This reminds me of a story I heard about an elderly couple who were celebrating their 50th anniversary. They were known for having a happy marriage. Someone asked the wife what the secret of their long and happy marriage. She replied,

"Well, shortly after we got married, for the sake of our marriage, I decided that I would write down 10 things that my husband did that annoyed me. I decided that when he did one of those things, I would just let it pass and not get angry with him. So whenever he did one of those things that really annoyed me I would say to myself, 'It's a good thing that's one of those ten things—otherwise he'd really be in trouble.' The person then asked her what the ten things were, and she replied, 'Well, I can't really remember. I never did write them down. But whenever he did something that really annoyed me, I'd say, 'It's a good thing that's one of the ten.'"

That's a good example of what it means to apply our text. That woman loved her husband. He did lots of things that really annoyed her. But she didn't get angry.

So I ask you—do you allow yourself to get angry with other people? If you do, it's probably a sign that you don't love them. Love is not provoked. Do you get irritated by other people? If you do you're not loving them. Love does not get irritated.

John Calvin writes, (1 Corinthians)

"love is also a bridle to repress quarrels, and this follows from the first two statements. For where there is gentleness and forbearance, persons in that case do not, on a sudden, become angry, and are not easily stirred up to disputes and contests."

David Prior writes, (1 Corinthians, The Bible Speaks Today; p. 231)

"If we truly love someone with the love of the Lord, we shall see their strengths and their potential rather than their quirks and their foibles. When they do or say something which angers us, we shall be able to treat that in the context of what they are in Christ, instead of magnifying what has happened so that it consumes our vision."

If you truly love other people, you will not, by and large, get angry with them.

What a great duty we have. This is not just about controlling your anger. It's wonderful if someone makes us angry and we don't show it, we don't take out our anger on them. But much more is in view here. We have to deal with our hearts. We need to not become angry in the first place. We need to love them so as not to become angry with them.

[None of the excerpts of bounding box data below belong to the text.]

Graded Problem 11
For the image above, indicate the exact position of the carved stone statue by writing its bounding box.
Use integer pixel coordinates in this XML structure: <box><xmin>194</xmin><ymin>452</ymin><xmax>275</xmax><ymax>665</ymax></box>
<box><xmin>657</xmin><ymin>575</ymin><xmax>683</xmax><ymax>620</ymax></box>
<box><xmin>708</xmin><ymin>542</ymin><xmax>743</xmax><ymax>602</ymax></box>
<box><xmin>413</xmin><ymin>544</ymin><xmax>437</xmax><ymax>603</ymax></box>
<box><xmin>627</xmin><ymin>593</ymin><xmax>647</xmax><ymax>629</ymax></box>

Do you do that? Do you treat other people like the Lord treats you when you mess up? This morning Marg was talking about Hebrews 7:25 and how Jesus,

"always lives to intercede for them."

When does Jesus intercede for you? It's when you mess up, when you sin. You do that many, many times every day. Jesus intercedes for you then. He doesn't get angry with you and write you off. He doesn't say,

"This time you've gone too far. I'm finished with you."

No. Each time He intercedes for you.

That's the way you are to treat others.